В немом возмущении девушка открывает рот. Также беззвучно закрывает. Вылетая в подъезд, напоследок бросает:
— Я напишу тебе.
Ложь.
Близнецы понимают это, но оба молчат.
Входная дверь захлопывается. В квартире становится ужасающе тихо.
— Вот мы и остались одни, — звучит пронизанный сочувствием голос. Элиот нерешительно оборачивается и видит на пороге своей комнаты Шарлотту. В полутьме её волосы переливаются медью, а кончик конопатого носа, как и подушечки пальцев, чернеет обморожением. Немёртвая складывает руки на груди и добро улыбается. — Здравствуй, Элиот.

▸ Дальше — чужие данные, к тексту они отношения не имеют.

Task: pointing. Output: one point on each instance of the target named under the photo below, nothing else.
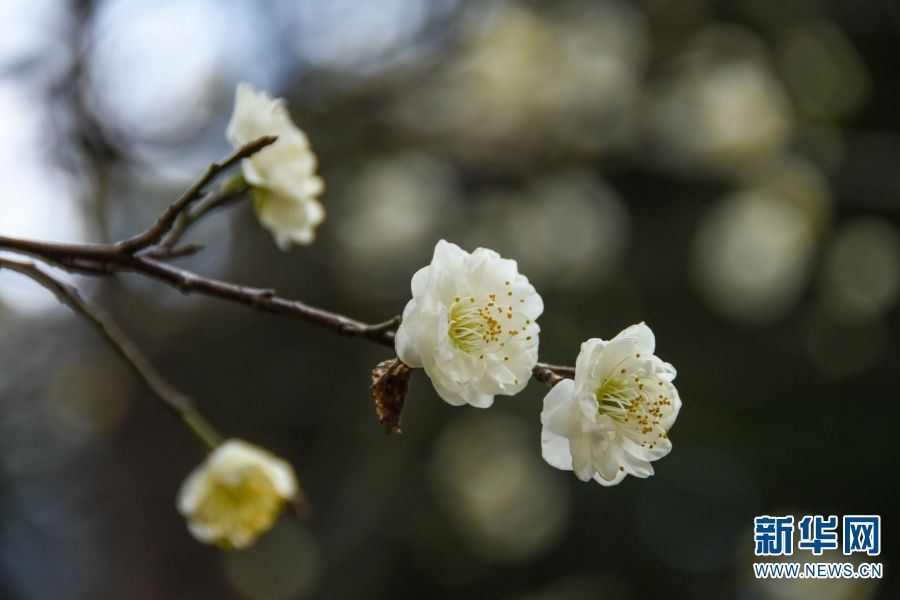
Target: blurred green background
(728, 171)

Глава третья. Однажды в октябре
«Запись от 6.15: …нам удалось выяснить, что Федра, как и прочие всадники Немока, имеет терминальную стадию, но не каждый экзи́т (разговорное название носителей недуга — прим. редактора) до неё доживает: в организме больного начинают происходить необратимые изменения, приводящие к летальному исходу. Согласно прошлогодней статистике, чаще всего пациенты с таким диагнозом умирали от диффузного экзитоза и эмболии…
Запись от 6.28: …при изучении заболевания в НИИ “Кемистри” среди подопытных был выявлен экзит с терминальной стадией Федры. Несмотря на полиорганное поражение организма, на протяжении всего периода содержания состояние носителя оставалось стабильным. Как предположил мой коллега С. Блок, организм подопытного находится в симбиозе с паразитами: в голове экзита была обнаружена экзитальная капсула — киста, задевающая гипоталамус и сдавливающая соседние участки мозга…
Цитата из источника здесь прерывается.